事例:一級河川菊池川水系 岩野川(熊本県)

 岩野川では、細砂を含む大量の土砂が河床に堆積(砂州が肥大化)し、砂州上のツルヨシの繁茂とあいまって、河積が阻害されていました。また、みお筋は護岸などの人工構造物の影響により護岸沿いに貼りついていました。
 これに対し、みお筋を本来の蛇行形態に戻し、適正な位置・規模で「瀬・淵・砂州」を再生することで、河道の二極化を抑制する試みを実施しました。

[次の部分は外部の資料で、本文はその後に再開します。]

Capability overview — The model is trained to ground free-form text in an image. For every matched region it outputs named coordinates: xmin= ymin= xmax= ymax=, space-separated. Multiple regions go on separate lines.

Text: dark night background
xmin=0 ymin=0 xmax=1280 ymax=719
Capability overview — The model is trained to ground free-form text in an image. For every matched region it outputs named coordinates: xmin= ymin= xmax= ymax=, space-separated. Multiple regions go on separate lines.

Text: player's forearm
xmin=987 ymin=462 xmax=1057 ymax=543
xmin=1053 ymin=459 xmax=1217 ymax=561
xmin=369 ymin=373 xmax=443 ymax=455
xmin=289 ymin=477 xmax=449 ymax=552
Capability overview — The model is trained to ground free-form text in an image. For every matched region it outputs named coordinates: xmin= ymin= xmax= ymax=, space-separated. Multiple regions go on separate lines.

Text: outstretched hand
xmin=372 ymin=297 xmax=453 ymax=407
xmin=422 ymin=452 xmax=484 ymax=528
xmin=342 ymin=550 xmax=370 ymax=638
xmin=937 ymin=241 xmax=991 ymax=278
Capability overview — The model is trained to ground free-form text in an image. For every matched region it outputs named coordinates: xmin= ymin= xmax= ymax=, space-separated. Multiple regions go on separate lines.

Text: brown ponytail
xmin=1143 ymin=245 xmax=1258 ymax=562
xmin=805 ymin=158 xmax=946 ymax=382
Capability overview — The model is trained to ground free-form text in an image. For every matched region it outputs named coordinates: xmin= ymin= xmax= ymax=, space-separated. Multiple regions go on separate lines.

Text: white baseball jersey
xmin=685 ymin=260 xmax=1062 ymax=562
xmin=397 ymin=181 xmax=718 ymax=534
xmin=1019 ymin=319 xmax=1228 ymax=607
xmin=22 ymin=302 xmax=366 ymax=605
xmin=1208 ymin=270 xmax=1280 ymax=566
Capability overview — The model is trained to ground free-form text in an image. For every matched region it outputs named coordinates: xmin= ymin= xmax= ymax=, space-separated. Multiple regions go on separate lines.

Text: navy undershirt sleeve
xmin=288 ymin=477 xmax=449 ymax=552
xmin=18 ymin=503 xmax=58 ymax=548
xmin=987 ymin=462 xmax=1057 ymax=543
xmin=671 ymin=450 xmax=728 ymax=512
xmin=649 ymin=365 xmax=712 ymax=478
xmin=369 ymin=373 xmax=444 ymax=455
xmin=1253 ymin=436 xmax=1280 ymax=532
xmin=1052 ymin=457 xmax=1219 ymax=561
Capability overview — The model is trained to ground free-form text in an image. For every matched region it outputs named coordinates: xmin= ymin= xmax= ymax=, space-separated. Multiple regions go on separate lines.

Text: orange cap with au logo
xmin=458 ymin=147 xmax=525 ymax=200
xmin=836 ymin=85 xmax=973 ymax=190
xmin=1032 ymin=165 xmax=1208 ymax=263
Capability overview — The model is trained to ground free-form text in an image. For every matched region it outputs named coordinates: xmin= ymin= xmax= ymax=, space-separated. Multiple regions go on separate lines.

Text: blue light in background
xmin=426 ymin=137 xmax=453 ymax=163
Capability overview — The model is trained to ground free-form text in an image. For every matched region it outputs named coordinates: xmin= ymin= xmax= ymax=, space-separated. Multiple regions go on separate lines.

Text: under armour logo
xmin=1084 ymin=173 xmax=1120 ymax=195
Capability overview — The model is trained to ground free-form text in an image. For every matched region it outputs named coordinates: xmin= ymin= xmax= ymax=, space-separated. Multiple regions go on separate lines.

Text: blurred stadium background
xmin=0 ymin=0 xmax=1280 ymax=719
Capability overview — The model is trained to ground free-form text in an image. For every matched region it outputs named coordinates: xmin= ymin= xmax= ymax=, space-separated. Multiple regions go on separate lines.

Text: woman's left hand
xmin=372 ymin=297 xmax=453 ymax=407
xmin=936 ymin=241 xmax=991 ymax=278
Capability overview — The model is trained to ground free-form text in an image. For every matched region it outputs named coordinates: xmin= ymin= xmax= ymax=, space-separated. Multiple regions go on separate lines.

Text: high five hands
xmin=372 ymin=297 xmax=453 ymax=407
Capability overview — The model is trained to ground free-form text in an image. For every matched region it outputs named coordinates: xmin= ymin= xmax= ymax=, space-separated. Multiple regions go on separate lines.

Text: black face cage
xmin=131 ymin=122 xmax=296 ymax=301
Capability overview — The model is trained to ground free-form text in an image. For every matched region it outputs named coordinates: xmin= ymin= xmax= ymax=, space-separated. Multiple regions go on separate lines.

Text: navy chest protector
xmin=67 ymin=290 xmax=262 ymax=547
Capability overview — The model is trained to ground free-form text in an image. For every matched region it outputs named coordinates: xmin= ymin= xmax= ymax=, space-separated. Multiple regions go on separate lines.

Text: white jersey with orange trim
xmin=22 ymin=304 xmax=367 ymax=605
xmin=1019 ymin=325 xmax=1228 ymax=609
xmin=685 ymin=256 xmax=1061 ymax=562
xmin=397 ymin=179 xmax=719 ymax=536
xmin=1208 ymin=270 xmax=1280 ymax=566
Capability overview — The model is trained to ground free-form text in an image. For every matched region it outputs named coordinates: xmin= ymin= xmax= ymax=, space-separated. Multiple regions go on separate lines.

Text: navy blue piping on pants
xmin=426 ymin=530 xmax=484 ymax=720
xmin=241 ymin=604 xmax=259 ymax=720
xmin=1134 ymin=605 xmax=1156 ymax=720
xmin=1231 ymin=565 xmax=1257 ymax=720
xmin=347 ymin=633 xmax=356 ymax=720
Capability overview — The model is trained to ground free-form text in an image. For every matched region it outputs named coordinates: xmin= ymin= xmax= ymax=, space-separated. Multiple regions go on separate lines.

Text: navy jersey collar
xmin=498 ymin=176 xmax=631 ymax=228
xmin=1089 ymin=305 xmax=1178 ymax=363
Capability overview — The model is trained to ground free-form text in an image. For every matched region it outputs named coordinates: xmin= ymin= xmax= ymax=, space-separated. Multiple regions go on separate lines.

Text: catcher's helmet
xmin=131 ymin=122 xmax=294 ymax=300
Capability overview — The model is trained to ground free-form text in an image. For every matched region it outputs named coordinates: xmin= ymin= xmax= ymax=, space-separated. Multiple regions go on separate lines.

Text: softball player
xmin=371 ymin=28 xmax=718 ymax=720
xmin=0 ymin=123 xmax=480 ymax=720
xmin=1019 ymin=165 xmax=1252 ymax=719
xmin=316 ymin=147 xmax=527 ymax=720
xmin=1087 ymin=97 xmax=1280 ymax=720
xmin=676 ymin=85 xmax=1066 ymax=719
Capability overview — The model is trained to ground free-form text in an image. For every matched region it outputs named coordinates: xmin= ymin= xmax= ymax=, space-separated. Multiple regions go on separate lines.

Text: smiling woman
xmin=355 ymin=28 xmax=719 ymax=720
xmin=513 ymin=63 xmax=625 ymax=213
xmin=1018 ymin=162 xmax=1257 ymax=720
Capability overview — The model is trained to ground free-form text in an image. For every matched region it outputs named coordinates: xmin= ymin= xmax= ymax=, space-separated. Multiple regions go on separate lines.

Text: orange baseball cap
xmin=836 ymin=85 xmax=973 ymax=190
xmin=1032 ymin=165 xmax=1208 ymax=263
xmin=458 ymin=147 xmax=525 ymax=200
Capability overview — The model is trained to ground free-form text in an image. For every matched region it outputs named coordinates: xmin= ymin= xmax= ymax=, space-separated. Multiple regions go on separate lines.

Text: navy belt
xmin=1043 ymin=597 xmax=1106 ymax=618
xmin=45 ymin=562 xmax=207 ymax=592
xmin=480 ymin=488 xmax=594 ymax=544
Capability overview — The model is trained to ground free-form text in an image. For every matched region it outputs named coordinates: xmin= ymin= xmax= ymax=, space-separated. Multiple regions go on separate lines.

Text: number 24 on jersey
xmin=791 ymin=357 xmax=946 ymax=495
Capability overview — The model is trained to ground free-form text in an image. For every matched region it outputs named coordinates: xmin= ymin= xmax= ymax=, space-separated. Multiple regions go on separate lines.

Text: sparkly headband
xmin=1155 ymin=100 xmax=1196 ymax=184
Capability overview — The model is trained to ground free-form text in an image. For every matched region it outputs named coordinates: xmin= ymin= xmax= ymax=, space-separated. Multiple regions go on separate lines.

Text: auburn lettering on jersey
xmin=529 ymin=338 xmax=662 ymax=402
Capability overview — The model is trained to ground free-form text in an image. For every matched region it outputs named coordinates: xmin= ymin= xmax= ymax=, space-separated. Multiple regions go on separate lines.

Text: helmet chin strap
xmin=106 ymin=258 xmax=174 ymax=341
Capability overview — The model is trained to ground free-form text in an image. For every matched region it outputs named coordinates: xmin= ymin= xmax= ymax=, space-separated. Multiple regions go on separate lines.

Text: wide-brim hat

その結果、施工から約6年を経ても、砂州は出水の度に撹乱を受けて適正な規模が維持され、概ね河床掘削直後の状況が維持されています。

対策前(H17.11)

河道湾曲部の内岸で肥大化した砂州と、河積を阻害しているツルヨシの状況。

工事後約7年経過(H22.4)

みお筋を本来の蛇行に戻し、適正な位置・規模で瀬・淵・砂州を再生した後の河道内の状況。
砂州は出水時に適度に撹乱を受けることで、その規模が維持されている。

代表的な受託業務
・岩野川多自然型川づくり検討業務(平成18年度・国土交通省 九州地方整備局 菊池川河川事務所)
・国場川多自然川づくり設計業務(平成19年度・沖縄県 南部土木事務所)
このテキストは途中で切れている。